Using PyVista with Jupyter Execute#

Note

Be sure to read the main documentation page PyVista - Jupyter Notebook Plotting for more details about using PyVista with JupyterLab.

PyVista also supports the jupyter-sphinx extension. With this extension you can execute code blocks within a sphinx *.rst file using the jupyter-execute directive:

.. jupyter-execute::

   name = 'world'
   print('hello ' + name + '!')

Will be rendered as:

name = 'world'
print('hello ' + name + '!')
hello world!

Likewise, output from PyVista that would normally be rendered within a notebook will be rendered in the output cell from the jupyter-execute directive. For example, here’s a plot using the panel backend:

.. jupyter-execute::

   from pyvista import examples
   dataset = examples.download_urn()
   dataset.plot(
       color='tan',
       jupyter_backend='panel',
       smooth_shading=True,
       window_size=[600, 400]
   )

Which is rendered as:

from pyvista import examples
dataset = examples.download_urn()
dataset.plot(
    color='tan',
    jupyter_backend='panel',
    smooth_shading=True,
    window_size=[600, 400]
)

Using the Panel backend with PyVista#

PyVista supports the usage of the panel library as a vtk.js jupyterlab plotting backend that can be utilized as either a standalone VTK viewer, or as a tightly integrated pyvista plotting backend. For example, within a Jupyter notebook environment, you can pass jupyter_backend='panel' to plot, or Plotter.show to automatically enable plotting with Juptyer and panel.

For example, here’s the PyVista logo:

.. jupyter-execute::

   from pyvista import demos
   demos.plot_logo(background='white', jupyter_backend='panel')
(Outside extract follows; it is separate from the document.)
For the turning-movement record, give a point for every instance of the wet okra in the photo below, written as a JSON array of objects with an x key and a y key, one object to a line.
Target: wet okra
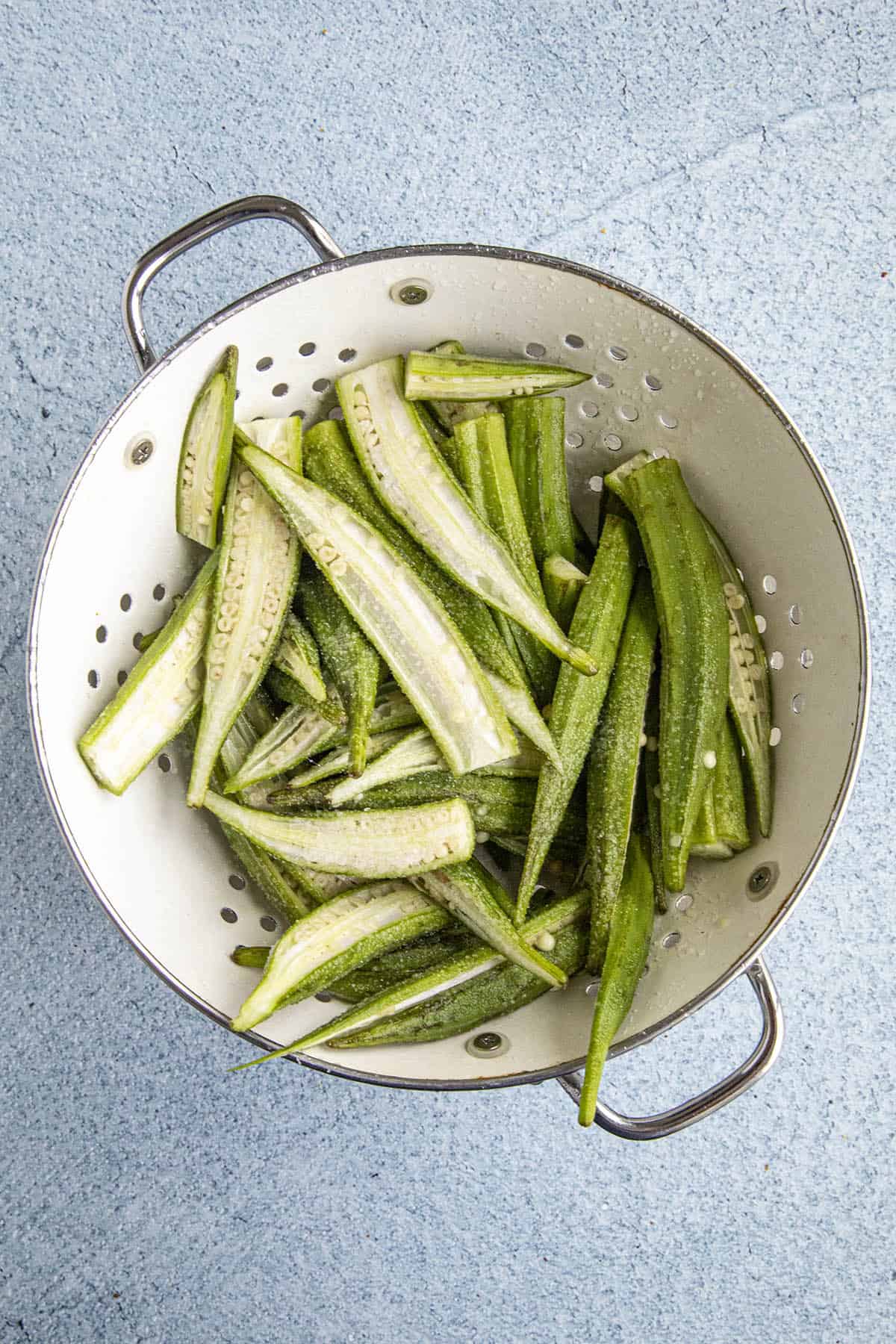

Which is shown within the documentation as:

from pyvista import demos
demos.plot_logo(background='white', jupyter_backend='panel')

Examples and Usage#

There are two ways to use panel within Jupyter notebooks. You can use it on a plot by plot basis by setting the jupyter_backend in mesh.plot():

.. jupyter-execute::

    import pyvista as pv
    from pyvista import examples

    # create a point cloud from lidar data and add height scalars
    dataset = examples.download_lidar()
    point_cloud = pv.PolyData(dataset.points[::100])
    point_cloud['height'] = point_cloud.points[:, 2]
    point_cloud.plot(window_size=[500, 500],
                     jupyter_backend='panel',
                     cmap='jet',
                     point_size=2,
                     background='w')

And here’s the resulting output in Sphinx:

import pyvista as pv
from pyvista import examples

# create a point cloud from lidar data and add height scalars
dataset = examples.download_lidar()
point_cloud = pv.PolyData(dataset.points[::100])
point_cloud['height'] = point_cloud.points[:, 2]
point_cloud.plot(window_size=[500, 500],
                 jupyter_backend='panel',
                 cmap='jet',
                 point_size=2,
                 background='w')

Or you can first hide code that sets up the plotting backend and global theme:

.. jupyter-execute::
    :hide-code:

    import pyvista as pv

    # Set the global jupyterlab backend.  All plots from this point
    # onward will use the ``panel`` backend and do not have to be
    # specified in ``show``
    pv.set_jupyter_backend('panel')
    pv.global_theme.background = 'white'
    pv.global_theme.axes.show = False
    pv.global_theme.smooth_shading = True
    pv.global_theme.antialiasing = True

And now just directly execute plot on any dataset:

.. jupyter-execute::

   from pyvista import examples
   dataset = examples.download_dragon()
   dataset.plot(cpos="xy", scalars=dataset.points[:, 2], cmap='bwr')

Which looks like:

from pyvista import examples
dataset = examples.download_dragon()
dataset.plot(cpos="xy", scalars=dataset.points[:, 2], cmap='bwr')

Note

You have the option of choosing panel or pythreejs as a backend, but you might find that panel has better support as it’s being actively developed.